Y así era, desde luego. Mi primera impresión de Irán fue que la mitad femenina de la población iba castamente vestida con el chador negro que ocultaba las formas de su cuerpo. Pero al cabo de pocas horas mis ojos empezaron a acomodarse a las diferencias. La tela de que estaban hechos los chadors, según supe más adelante en el bazar de Teherán, era importada de Japón y de Corea del Sur. Algunos chadors eran de seda, otros de algodón o crêpe. La calidad variaba notablemente. Un chador puede costar menos de diez dólares y otro más de cincuenta. La mayoría de ellos eran negros, pero no todos. Y eso era sólo el principio. Algunas mujeres dejaban ver mechones de su prohibido cabello y relucientes zarcillos; otras se habían puesto maquillaje en los ojos y, en no pocos casos, utilizaban también el lápiz de labios. Las había que tenían las manos bien cuidadas y lucían largas uñas rojas. Eran muchas las mujeres que usaban perfumes y, en ocasiones, percibí el aroma de algún caro perfume francés, muy distinto del barato de flores e incienso del que emanaba un provocativo aroma animal. En aquella primera noche en Teherán, mientras conducíamos entre el tráfico en dirección al río Darband, me di cuenta de que muchos de los autos iban conducidos por mujeres que utilizaban sus claxons liberalmente y por las ventanillas abiertas les gritaban a los otros conductores que fueran más deprisa. ¡Qué diferencia con Arabia Saudí, la aliada de Estados Unidos en el mundo musulmán, en donde a las mujeres no se les permite conducir! Incluso vi a una mujer, envuelta en sus ropas negras, que conducía un ciclomotor y a otra sentada en el asiento de una moto conducida por su novio, al que abrazaba apretadamente por la cintura. Cuando se detuvieron delante de mí en un semáforo vi que se cogían de las manos y empezaban un erótico juego de caricias.

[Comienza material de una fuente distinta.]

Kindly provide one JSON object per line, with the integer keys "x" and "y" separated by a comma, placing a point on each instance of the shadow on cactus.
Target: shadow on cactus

Las mujeres en Teherán lo miran a uno cara a cara. Sus ojos no rehúyen los del hombre. En El Cairo esto sucede en muy pocas ocasiones y en Estambul mucho menos que en Teherán. Mientras que en Irán se les requiere a las mujeres que cubran su pelo y oculten las curvas de su cuerpo, es mucho más raro verlas con un vestido burka completo o que utilicen el velo opaco para cubrirse el rostro, lo que ocurre en Egipto y Turquía o, como descubriría más tarde, en Asia Central y en Pakistánz
* Robert D. Kaplan, Viaje a los confines de la Tierra. Ediciones B, Biblioteca Grandes Viajeros, 1997.